I'm with John on this one.  The key here is to hold the line on
the conceptual model - and business abstraction of the
various component characteristics (aka transport, etc).

And then the implementation is clear, deterministic and
reliable.

I've told AIAG too this is where the sweet spot is - being
able to design without regard to WS* or ebMS vaguries - 
or any other for that matter - MQ, BizTalk, et al.

DW

----- Original Message ----- 
From: "Monica J. Martin" <Monica.Martin@Sun.COM>
To: "ebXML BP" <ebxml-bp@lists.oasis-open.org>
Sent: Thursday, June 17, 2004 2:04 PM
Subject: [ebxml-bp] [ebBP] 6/17/2004: Monitoring and Events


> Everyone,
> Recently there was a side discussion related to business process 
> monitoring, events and dialogs.

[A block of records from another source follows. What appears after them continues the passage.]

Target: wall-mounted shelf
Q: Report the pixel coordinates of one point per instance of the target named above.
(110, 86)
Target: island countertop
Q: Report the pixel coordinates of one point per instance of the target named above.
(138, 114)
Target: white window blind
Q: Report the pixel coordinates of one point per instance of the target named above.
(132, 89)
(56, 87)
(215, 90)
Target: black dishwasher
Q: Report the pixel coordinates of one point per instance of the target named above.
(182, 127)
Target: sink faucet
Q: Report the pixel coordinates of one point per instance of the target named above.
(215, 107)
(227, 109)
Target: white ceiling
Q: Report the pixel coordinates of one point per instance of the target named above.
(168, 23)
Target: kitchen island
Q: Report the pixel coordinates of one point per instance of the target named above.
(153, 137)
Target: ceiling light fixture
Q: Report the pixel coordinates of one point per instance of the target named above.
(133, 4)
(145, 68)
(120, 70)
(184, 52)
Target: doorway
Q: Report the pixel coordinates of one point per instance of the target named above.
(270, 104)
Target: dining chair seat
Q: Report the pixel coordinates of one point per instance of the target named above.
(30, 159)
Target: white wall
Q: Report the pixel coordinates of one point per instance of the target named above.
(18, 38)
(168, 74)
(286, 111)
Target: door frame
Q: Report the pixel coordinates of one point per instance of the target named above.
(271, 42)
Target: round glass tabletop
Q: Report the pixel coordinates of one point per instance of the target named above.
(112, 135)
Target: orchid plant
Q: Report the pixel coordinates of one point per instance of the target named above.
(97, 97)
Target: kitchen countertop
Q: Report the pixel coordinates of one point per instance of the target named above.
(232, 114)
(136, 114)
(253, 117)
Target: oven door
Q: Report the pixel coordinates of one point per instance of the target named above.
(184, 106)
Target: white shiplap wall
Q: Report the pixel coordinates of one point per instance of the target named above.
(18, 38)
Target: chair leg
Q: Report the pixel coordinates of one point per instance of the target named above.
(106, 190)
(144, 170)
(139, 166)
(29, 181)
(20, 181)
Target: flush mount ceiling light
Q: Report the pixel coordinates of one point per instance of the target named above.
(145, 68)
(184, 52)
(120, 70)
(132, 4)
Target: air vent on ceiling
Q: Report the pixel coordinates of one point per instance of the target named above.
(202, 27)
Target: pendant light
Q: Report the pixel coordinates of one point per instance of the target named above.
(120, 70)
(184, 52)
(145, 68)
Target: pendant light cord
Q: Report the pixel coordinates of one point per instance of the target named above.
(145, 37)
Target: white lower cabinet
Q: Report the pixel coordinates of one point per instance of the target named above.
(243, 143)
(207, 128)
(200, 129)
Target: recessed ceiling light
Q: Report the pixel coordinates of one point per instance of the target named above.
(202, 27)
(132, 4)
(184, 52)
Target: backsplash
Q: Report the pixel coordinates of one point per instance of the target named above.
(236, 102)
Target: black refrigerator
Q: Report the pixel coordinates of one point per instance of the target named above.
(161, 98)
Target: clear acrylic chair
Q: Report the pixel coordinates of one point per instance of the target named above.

I've included a snippet that may be 
> relevant for tomorrow's meeting (as we also seem to have been including 
> begins-endsWhen and pre-post conditions). Recognize this discussion 
> spans both v2.0 and v3.0. Thanks.
> 
> > Yunker: Thus you still need a state model at the BPSS, but instead of 
> > the state model "driving" the collaboration, the state model both 
> > "monitors" the collaboration and "specifies event visibility" of the 
> > service layer model.  Thus the BPSS state model and its expression 
> > become incredibly simple (enumeration of the semanitic business 
> > events), and the complexity is forced onto the mapping of service 
> > events (the swarm of technical events) onto business events (semantic 
> > business occurances).  This decoupling is extremely powerful as 
> > incremental improvements in both service and business layer are linear 
> > in their implementation cost, plus additional technical 
> > implementations have a simple binding to the business layer.  
> 
> Tell: It seem to be a two way street.
> at runtime the Events progress two kinds of state-of-affairs:
>    1.  businss dialog or constrained bpss
>    2.  businss entities or constrained businss objects such a resource, 
> commitments, obligation, etc. at design time / contract signing time the 
> business requirements expressed in business dialog, bpss, cpa, tpa, bla 
> drive the service level implementationand required features.
>  an example: the definition of DataMessage::Reach::Event may stipulate 
> that this event may not be generated unless condition a,b,c has been 
> fullfilled and validation checks such as completness testing, 
> verification of sender identify, etc.